ひさしぶりに、「おさぼり」シリーズを書いてみたくなった。いつだったか、茶漬けClick!についてずいぶんうるさいことを書いてしまった。そのとき、蕎麦屋と双璧をなす江戸のファーストフード店である「茶漬見世」がいまでもあったら、わたしは通いつづけるだろう・・・と書いた。だから、「茶づら」いつづけることになってしまったのだ。(爆!)
 ぜんぜん古くはないが、都内某所にできたばかりの茶漬け店を見つけた。それからというもの、仕事で近くを通りかかって小腹でも減っていれば、すぐに立ち寄るクセがついてしまった。
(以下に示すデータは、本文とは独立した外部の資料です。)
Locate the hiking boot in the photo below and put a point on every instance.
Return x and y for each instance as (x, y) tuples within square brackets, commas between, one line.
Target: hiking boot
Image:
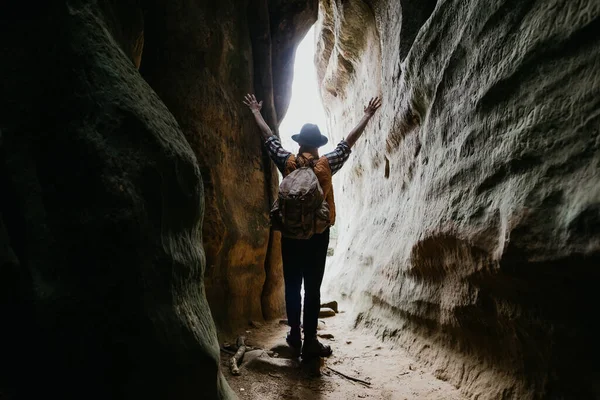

もたもたせずにアッという間にかっこんで、サッと仕事にもどれるのがなによりも嬉しい。この店、8種類の茶漬けが用意されていて、注文すると1~2分ほどで出てくる。だから、しじゅうバタバタしているわたしには、とってもありがたい店だ。
 でも、ひとつ不満がある。茶漬けと銘打ってはいても、正確には「だし茶漬け」であって、どれも煎茶をかけるのではない。あっさりとしたカツオだしを注いで食うのだけれど、できれば「茶漬け」と「だし茶漬け」とを分けて注文できるようにしてほしい。カツオだしは美味しいけれど、それでもしつこく感じることがある。そういうときは、食後感もさわやかで目もパッチリ醒める、タンニン分が少し多めの渋い煎茶をかけた茶漬けが食いたくなるのだ。中でも、「鯛茶漬け」や「鮭茶漬け」へ、なぜか二重にカツオだしを添えるのは、くどくてしつこくて野暮だからぜひやめてほしい。せっかくのあっさり風味が消え、それぞれ魚のうま味や香りが台無しになってしまうのだ。天ぷら茶漬けなら、だし汁でもいいのだけれど・・・。
 それでも、この茶漬け店に通いつづけるのは、やはりサラサラと食べられる茶漬けの食感が好きだからだろう。また、季節によって茶漬けの種類が変わるのも気になるところ。店では、木製で大きめのスプーンを出してくれるが、やはり茶漬けは箸でサラサラと涼しげにかっこまないとさまにならない。あの音がするから、たまらなく食欲をそそられるのだ。

 食券を買って入る、まるで食堂のような造りなのだけれど、圧倒的にOLらしい若い女性が多いのはどうしたことだろう? 茶漬けは蕎麦と同様にサッと食ってパッと出る、飾らない男の食いもんの印象がわたしは強いのだが、どうやら最近はぜんぜん違うイメージのようだ。おそらく、カロリーが低くてダイエットにはピッタリ・・・ということなのだろうか。
 一昨日も昼に、茶漬け屋へと足を向けてしまった。ハンバーガーや牛丼などは、数年に一度食うか食わないかのわたしだが、同じファーストフード店でも茶漬けというと話がまるっきり違う。毎日食べても飽きない食事、それが茶漬けだと思うのだ。これから陽射しが強まるにつれ、ますます茶漬けが美味しくなる季節を迎える。

■写真上:刺身を載せた「鯛茶漬け」。箸休めも付いて、茶漬けにしては900円とちょっと高め。
■写真下:茶漬け屋の近くにある社のひとつ。うっそうとした森が、いまでも残っている。